By now, it’s well-known that George R.R. Martin’s popular series A Song of Ice and Fire, as well as the HBO series Game of Thrones, draw liberally from our own world and its history. Most obviously, Westeros resembles England, with the rival houses of Lannister and Stark paralleling the feud between Lancaster and York that tore England apart during the conflicts known as the Wars of the Roses. Events such as the Red Wedding, likewise, have real-world analogues. Aside from inspirations, what else does Game of Thrones have to teach us about history? Can it tell us how history works? The short answer is that yes, it can, in sometimes quite startling and unexpected ways.
At the level of narrative, both ASoIaF and GoT are immensely complex, with literally dozens of characters with substantial roles to play. However, it is the relationships among these characters–often inscrutable or obfuscated by the characters themselves–that encourage a reflection on both how we think of the past as a discrete entity from the present and how we make sense of multiple series of events that may seem at first glance to be utterly unconnected. For example, Petyr Baelish convinces Lysa Arryn to poison her husband, setting off the chain of events that ultimately leads to the events of the first novel and first episode of the series. Can all of the deaths and destruction thus be laid at his door? The question is a troublesome one to answer, for though one line of thought certainly leads to his door, one could also argue that the seeds for the current political crises can be traced back even further, to Robert’s Rebellion, or further still to Rhaegar’s kidnapping of Lysa. The process could go on indefinitely; the series suggests, then, that while historical causality does exist, it is never as straightforward and uncomplicated as we might like it to be.
Furthermore, this tying together of disparate events encourages viewers to conceive of events and individuals as intrinsically connected to one another. Even the most seemingly unimportant of events can have far-ranging consequences that often exceed the the purposes of those who perpetrate them. What’s more, even those not directly involved in the action (or involved at all) may still feel the effects, both positive and negative, of the acts undertaken by someone hundreds and even thousands of miles away. There is, then, a sense of historical vulnerability and of precariousness, as the characters (though not we, the readers) often perceive their circumstances as arbitrary, rather than as caused by an individual agent.
Just as importantly, however, both series feature seasons that can last decades. Now, this might seem like nothing more than a fantasy conceit, but it actually influences how characters within the series conceive of themselves and of the world around them. When such a fundamental aspect of the measurement of time as a season exceeds the bounds of the usual means of measuring time (in this case, the year), one is forced to think of time itself, and one’s experience of its unfolding, quite differently. Again, this is not something that the characters themselves might be acutely aware of, but we in the audience are encouraged to think about the ways in which we make sense of our daily experience through the unfolding of both natural and constructed time. Game of Thrones potently reminds us that not only do we owe something to those who have come before, but they also owe something to us, for we are, for better and worse, the inheritors of the wrongs of the past. These series reminds us that the question of what to do about that debt is one that is not easily answered, though in the end we have no other choice but to find some kind of solution.
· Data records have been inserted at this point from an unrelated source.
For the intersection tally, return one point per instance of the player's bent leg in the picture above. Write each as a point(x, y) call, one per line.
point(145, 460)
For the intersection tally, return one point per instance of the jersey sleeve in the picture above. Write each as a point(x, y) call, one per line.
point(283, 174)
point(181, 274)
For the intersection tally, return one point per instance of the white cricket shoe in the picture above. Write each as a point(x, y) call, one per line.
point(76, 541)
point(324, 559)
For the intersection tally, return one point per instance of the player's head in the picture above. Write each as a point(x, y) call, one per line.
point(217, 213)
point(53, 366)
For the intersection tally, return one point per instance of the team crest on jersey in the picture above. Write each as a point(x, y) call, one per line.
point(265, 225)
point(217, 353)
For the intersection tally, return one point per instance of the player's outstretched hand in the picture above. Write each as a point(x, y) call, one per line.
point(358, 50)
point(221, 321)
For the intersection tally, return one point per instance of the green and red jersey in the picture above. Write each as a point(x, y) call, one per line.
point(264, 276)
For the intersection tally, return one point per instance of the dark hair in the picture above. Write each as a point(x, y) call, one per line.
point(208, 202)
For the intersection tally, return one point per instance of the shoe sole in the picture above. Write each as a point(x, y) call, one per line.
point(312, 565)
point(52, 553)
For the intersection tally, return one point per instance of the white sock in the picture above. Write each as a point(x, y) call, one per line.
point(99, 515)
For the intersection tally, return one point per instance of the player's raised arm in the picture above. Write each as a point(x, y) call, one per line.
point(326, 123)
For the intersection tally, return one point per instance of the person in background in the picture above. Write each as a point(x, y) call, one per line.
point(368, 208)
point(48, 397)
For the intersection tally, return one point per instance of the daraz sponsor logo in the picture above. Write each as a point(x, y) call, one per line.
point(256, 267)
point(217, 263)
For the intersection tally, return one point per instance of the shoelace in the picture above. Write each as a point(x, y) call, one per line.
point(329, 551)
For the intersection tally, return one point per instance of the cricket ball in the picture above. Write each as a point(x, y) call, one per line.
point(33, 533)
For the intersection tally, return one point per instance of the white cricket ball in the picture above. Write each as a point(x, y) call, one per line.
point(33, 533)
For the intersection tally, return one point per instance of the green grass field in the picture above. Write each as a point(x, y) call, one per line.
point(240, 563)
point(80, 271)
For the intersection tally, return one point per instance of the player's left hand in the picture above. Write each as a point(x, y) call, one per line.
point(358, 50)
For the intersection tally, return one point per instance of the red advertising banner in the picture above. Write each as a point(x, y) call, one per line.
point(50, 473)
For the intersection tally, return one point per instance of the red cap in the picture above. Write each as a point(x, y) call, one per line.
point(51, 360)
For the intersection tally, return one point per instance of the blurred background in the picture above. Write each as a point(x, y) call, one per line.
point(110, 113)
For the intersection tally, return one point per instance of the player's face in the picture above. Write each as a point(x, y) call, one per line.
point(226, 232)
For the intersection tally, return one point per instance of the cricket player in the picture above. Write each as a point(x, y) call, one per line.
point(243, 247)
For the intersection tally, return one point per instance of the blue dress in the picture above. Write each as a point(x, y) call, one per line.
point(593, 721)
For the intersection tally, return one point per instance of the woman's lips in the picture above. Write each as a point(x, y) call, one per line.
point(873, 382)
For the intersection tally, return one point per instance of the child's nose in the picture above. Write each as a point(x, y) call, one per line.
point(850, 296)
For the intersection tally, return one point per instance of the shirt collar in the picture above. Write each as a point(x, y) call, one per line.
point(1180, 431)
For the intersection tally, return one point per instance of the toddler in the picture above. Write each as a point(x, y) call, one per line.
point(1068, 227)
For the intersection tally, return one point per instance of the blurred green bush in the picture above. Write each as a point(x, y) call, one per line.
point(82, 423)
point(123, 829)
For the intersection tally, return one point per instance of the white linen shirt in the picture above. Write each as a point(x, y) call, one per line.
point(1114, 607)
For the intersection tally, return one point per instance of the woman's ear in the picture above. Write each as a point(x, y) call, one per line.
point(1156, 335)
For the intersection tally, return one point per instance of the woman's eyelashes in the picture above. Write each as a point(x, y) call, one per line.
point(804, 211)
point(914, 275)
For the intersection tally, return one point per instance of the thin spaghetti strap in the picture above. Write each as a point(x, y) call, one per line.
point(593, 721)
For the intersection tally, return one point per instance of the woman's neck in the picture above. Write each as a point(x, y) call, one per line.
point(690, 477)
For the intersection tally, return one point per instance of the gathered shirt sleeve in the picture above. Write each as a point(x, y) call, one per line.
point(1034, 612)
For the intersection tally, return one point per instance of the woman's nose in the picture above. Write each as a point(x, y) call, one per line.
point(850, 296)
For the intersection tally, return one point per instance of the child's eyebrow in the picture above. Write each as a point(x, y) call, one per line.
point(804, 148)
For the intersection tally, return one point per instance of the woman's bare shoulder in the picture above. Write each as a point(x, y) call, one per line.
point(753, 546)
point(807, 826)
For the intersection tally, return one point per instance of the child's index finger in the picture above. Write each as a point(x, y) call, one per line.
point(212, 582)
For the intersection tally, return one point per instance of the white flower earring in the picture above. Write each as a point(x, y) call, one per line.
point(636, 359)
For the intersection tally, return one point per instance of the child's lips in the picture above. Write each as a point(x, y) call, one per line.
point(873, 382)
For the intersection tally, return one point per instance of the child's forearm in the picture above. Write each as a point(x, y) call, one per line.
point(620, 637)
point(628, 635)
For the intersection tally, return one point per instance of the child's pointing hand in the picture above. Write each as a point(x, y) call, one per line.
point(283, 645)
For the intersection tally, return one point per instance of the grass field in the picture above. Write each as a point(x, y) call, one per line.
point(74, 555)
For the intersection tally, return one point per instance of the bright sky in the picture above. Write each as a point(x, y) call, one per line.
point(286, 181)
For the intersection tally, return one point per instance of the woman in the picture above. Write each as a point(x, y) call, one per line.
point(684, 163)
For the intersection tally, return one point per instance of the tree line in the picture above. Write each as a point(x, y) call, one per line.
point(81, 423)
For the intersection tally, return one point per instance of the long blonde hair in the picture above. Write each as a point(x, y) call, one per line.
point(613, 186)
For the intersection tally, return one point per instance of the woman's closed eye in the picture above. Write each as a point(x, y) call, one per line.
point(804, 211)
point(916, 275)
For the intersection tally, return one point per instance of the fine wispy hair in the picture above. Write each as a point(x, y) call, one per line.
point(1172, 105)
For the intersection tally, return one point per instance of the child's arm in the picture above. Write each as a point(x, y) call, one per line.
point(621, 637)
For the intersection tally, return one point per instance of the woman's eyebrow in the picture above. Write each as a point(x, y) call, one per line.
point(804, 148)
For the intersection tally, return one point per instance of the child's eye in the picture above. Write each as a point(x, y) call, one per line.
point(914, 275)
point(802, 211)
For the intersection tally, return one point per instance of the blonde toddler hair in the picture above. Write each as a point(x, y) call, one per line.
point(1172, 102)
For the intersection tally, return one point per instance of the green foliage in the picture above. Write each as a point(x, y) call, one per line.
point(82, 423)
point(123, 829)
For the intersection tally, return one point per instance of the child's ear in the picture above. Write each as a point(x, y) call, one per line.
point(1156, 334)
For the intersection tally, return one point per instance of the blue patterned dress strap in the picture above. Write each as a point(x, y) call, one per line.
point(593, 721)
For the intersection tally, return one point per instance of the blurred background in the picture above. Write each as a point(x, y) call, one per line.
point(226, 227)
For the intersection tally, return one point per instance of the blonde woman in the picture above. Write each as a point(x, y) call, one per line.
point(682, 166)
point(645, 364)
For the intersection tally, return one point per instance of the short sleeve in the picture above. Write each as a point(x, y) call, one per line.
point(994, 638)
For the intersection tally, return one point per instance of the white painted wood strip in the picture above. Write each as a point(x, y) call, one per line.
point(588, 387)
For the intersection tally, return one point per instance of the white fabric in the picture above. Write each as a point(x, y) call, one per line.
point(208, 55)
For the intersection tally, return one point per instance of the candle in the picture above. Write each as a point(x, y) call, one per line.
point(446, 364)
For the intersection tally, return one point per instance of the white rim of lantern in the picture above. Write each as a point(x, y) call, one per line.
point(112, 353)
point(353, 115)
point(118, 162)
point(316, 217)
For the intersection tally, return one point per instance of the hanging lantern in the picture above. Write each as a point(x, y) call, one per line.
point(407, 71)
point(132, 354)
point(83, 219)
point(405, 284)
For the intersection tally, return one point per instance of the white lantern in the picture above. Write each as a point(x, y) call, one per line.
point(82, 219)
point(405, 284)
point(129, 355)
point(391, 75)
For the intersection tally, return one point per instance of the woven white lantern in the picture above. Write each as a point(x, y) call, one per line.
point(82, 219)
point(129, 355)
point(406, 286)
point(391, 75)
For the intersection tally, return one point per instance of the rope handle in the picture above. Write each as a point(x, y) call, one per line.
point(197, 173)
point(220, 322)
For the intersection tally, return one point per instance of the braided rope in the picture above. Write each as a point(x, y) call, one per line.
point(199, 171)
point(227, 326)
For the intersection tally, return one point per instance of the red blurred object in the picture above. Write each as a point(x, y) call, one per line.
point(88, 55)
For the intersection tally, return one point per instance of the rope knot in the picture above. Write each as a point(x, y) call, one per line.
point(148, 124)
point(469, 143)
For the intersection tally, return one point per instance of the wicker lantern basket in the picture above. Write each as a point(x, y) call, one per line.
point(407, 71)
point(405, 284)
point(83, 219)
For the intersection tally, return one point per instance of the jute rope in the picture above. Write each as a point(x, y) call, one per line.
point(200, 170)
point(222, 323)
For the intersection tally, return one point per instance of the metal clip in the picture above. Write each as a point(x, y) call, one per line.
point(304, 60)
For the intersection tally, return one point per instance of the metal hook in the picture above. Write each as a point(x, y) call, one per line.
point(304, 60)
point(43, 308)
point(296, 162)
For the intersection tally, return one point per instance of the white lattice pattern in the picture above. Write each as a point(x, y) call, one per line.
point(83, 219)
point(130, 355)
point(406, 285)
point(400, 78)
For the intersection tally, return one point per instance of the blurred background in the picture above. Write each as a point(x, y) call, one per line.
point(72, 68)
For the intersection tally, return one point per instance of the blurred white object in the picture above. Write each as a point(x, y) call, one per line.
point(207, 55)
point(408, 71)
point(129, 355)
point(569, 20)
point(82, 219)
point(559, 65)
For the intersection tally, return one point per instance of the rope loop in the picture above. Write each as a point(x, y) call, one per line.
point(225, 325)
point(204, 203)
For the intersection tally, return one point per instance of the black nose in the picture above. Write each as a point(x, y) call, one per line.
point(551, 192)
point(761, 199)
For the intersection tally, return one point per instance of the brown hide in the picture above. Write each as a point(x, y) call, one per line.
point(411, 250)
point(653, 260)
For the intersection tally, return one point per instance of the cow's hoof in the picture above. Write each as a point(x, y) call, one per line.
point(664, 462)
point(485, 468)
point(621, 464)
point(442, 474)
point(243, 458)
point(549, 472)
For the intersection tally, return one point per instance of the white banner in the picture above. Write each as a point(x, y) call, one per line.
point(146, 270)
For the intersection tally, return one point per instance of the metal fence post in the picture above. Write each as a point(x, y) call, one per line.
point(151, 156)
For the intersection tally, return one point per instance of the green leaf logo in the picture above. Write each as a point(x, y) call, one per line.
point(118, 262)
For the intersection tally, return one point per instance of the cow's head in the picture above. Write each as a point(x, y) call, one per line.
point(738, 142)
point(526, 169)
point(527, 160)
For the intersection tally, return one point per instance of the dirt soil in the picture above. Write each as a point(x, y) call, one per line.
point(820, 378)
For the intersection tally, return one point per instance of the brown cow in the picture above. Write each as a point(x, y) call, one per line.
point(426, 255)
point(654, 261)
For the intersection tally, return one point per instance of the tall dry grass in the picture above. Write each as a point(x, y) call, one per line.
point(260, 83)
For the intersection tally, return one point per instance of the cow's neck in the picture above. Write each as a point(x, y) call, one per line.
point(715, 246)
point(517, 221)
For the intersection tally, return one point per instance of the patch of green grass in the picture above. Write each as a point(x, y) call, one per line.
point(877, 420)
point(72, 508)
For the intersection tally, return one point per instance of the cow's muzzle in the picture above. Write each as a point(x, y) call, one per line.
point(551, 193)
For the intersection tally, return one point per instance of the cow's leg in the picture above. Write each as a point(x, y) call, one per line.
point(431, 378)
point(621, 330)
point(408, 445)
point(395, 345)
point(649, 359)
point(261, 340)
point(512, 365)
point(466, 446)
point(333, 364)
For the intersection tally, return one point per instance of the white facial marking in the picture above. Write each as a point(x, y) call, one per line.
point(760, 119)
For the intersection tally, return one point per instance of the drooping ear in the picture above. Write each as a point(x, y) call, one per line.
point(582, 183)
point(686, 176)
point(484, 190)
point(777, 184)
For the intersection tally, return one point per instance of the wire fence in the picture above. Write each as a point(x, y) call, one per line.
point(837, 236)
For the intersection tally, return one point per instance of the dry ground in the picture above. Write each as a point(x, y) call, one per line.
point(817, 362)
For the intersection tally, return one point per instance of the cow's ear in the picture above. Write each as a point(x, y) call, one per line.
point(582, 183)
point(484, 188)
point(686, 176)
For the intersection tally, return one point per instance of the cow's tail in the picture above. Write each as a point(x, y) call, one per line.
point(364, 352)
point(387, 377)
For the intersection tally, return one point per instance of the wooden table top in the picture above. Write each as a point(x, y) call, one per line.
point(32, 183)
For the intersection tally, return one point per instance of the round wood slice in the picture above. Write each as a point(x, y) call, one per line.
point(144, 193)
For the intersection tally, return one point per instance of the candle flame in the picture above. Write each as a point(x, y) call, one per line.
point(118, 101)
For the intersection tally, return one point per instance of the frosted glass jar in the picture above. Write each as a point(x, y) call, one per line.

All of this brings an awareness to readers–and perhaps, though this is less certain, to some of the characters themselves–that they are immersed in a world that is on the brink of great change. Seldom do those who live in such times recognize it, but Martin’s opus, much like Tolkien’s before it, self-consciously provides readers with an opportunity to see how history is made, both in action and in remembrance. Although we often do not realize it, we are all of us in the midst of history being made; we only come to realize it is history after the fact (and often when it has been enshrined by trained historians). History in A Song of Ice and Fire and Game of Thrones works in a multitude of complex and often contradictory ways, and this is one of the greatest sources of pleasure to be derived from these sources. However, we should also be aware of the potential political ramifications from such an understanding of the unfolding of history, as well as the relationship between
Clearly, there is a great deal about this particular fantasy series that can have significant consequences for how we conceive of history in our own world. Though the world that we constantly see is full of the most unimaginably heinous acts of violence and destruction, there is a moral lesson here nevertheless, and it is that each individual must constantly be aware of the law of unintended consequences. When the laws and foundations that undergird the orderly working of society–which, in essence, are based upon an idea of history as progress, that the world is getting better–are discounted in favor the needs of the individual, then society itself begins to unravel. It remains to be seen how both Martin and the showrunners will ultimately bring everything to a conclusion. However, even if all of the plot lines are eventually neatly tied up (which is itself open to a great deal of doubt), the fact that there will be any measure of conclusion is itself a claim upon history. In the end, the people of Westeros and Essos may finally learn the truth of the old adage that those who do not learn from history (and, it might be added, the heinous acts committed in the past) are doomed to repeat it.